後來霍斯維和醫生商量後,後兩天藥物轉為口服,蘇凌才覺得好一些。
霍斯維這幾天,一直陪伴左右,和蘇凌一起吃飯,處理公務也不避諱蘇凌。
護工基本就是做些打飯、打水和打掃、把衣服送店裡去洗的工作,其餘都不用她了,因為霍斯維堅持要自己動手。
除了晚上,蘇凌告訴霍斯維真的不用在醫院住之後,霍斯維在醫院附近賓館開了個房間,基本都是在醫院待到蘇凌上床睡覺以後才走。
蘇凌看得出霍斯維雖然體貼細心,但是顯然他並不很擅長照顧人,好多事情他都是很生疏的樣子。
果然如醫生所說,內鏡手術恢復很快,臉上都沒有一點腫,只是為了預防感染(因為手術是經過顱底的),前幾天醫生告訴蘇凌先不要下水洗澡。
蘇凌在家一般每天至少洗一次澡,可能受醫生母親的影響,全家人都比較愛乾淨。小時候蘇凌生活上一有些不好的兆頭,立刻就會被母親糾正,久而久之他也習慣成自然了,大學時,全寢室最整潔的床鋪的就是他的。

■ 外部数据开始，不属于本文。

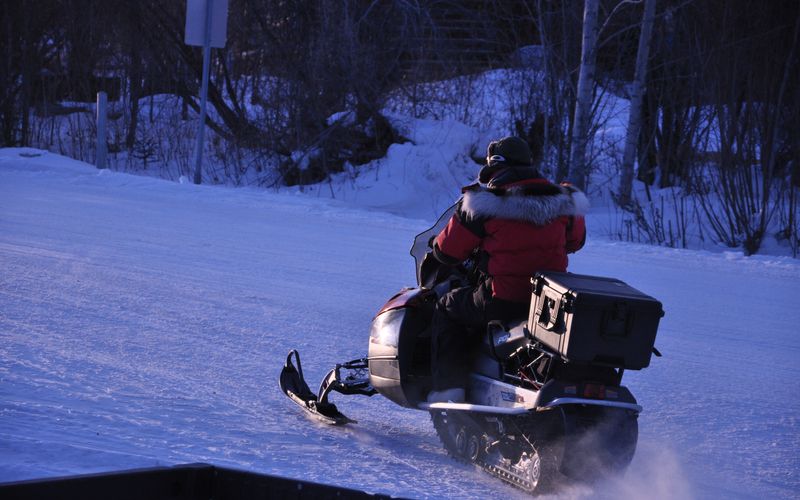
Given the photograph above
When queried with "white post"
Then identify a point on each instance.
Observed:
(198, 152)
(101, 151)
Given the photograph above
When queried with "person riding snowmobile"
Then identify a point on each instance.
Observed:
(510, 224)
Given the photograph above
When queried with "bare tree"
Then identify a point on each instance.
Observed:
(635, 115)
(583, 104)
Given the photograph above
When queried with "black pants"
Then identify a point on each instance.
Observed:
(458, 325)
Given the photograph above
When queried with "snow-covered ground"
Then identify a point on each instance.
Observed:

手術後第二天,蘇凌就覺得渾身不太舒服了,他很想洗澡,無奈醫生交代過,他就讓護工給他拿點熱水和毛巾過來,至少也要擦擦身子啊,不然這都快入夏了,房間為了通風又不能開空調,實在有些受不了。
護工拿了水過來,問:“蘇先生,需要我幫你擦嗎?”
蘇凌連忙搖頭:“不用,謝謝你。你先出去吧。”
前面說過了,蘇凌不太習慣和別人有太多身體接觸。
更別說擦身這麼隱私的事情了,而且護工還是個女人。
霍斯維晚上出去應酬了,暫時還沒有回來。
蘇凌發現他的朋友真不是普通得多,自從某天霍斯維某個朋友在醫院發現霍斯維後,邀他出去吃飯的電話就沒停過,要上門看望蘇凌的也不是一般地多,都被霍斯維擋下來了,完全是怕蘇凌受到打擾。房間裡堆滿了水果籃和鮮花、高檔補品等等。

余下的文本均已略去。